If the World Economic Forum's Global Competitive Index 2018 is anything to go by, Singapore could improve on business dynamism, and innovation capability to beat the global powerhouse that is the United States. The US topped the index with a score of 85.6, effectively beating Singapore which scored 83.5.
Despite its second place finish, it could still be regarded as an improvement as Singapore was previously ranked third in the 2017 version of the index.
The study found that Singapore, alongside Germany, Netherlands, Sweden, Finland, and the United States are amongst the most open economies in the world. Aside from embracing trade, WEF said that open economies are welcoming of people’s movement and ideas exchange.
“More open economies are more innovative and their markets more competitive,” the report noted. “However, whilst openness has been a ‘win-win’ between countries it is at times a ‘win-lose’ within countries.
According to the report, attempting to address inequality by reversing globalisation is counterproductive for sustained economic growth.
Aside from the republic’s openness, the study also found that the government of Singapore is the most ‘future-ready’, besting Luxembourg and even first placer US. The study looked into key features that could help countries to move forward during the Fourth Industrial Revolution (4IR) including the adaptability and agility of individuals, governments and businesses.
In terms of workforce diversity, the Lion City stood next to Canada as the most diverse workforce, placing better than the United States which placed third in the area.
The Lion City also bested the index in terms of Infrastructure pillar with a score of 95.7.
“In particular, it boasts world-class transport infrastructure, services and connectivity,” the study noted.
It also tops the product market pillar (81.2), where it leads the trade openness component. Moreover, Singapore also punches well above its weight in terms of market size, when taking into account imports (71.0, 27th globally).
For the health pillar, the country is hailed as the best, thanks to a healthy life expectancy of 74 years, ahead of Japan.

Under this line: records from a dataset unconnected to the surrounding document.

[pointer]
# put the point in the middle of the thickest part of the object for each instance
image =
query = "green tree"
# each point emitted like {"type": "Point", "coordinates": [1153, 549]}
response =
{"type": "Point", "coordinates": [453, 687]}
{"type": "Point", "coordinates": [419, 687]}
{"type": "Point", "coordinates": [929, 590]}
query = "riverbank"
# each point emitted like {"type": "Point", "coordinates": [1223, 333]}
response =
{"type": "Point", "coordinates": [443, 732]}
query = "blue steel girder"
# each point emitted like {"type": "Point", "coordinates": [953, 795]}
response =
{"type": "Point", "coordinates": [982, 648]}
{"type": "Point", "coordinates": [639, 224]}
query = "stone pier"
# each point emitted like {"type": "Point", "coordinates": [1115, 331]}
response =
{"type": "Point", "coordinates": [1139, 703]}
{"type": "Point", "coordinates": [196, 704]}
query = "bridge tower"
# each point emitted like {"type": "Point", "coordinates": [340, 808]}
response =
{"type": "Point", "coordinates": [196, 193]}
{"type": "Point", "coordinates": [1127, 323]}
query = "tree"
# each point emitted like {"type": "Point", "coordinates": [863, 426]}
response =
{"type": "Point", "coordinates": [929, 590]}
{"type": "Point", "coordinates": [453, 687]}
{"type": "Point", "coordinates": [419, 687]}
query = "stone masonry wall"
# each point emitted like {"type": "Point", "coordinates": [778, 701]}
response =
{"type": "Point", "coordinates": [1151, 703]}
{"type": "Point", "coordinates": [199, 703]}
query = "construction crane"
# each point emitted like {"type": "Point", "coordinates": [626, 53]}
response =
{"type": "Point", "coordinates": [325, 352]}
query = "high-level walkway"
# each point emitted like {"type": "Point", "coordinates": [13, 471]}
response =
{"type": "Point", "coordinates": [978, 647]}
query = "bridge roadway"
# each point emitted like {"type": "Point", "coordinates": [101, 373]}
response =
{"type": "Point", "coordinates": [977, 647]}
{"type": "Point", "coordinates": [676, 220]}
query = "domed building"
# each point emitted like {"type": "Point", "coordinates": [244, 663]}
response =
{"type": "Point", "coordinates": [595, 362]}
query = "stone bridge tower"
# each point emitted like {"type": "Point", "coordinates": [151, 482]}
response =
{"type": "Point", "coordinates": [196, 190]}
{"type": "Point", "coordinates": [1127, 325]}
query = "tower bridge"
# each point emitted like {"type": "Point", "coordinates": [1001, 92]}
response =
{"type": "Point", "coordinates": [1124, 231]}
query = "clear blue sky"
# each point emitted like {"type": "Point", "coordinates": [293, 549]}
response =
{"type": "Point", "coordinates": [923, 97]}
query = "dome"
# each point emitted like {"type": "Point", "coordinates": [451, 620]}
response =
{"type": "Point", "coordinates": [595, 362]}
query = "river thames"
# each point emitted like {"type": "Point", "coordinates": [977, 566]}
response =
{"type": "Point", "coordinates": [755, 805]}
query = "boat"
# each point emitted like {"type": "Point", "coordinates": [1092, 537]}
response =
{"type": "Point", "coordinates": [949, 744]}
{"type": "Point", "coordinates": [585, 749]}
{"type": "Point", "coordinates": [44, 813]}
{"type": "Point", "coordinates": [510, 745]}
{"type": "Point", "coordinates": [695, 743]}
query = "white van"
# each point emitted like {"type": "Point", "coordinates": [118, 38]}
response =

Meanwhile, the study found that Singapore still needs to improve its ecosystem further in order to upgrade from being a regional innovation house into a global powerhouse. This can be done if it improves in the areas of skills (76) where its ranked 20th, business dynamism (74.7) where it ranked 16th, and innovation capability (75) where it ranked 14th.
Other Asian countries that made it to the top 10 are Japan and Hong Kong SAR at fifth and seventh places, respectively.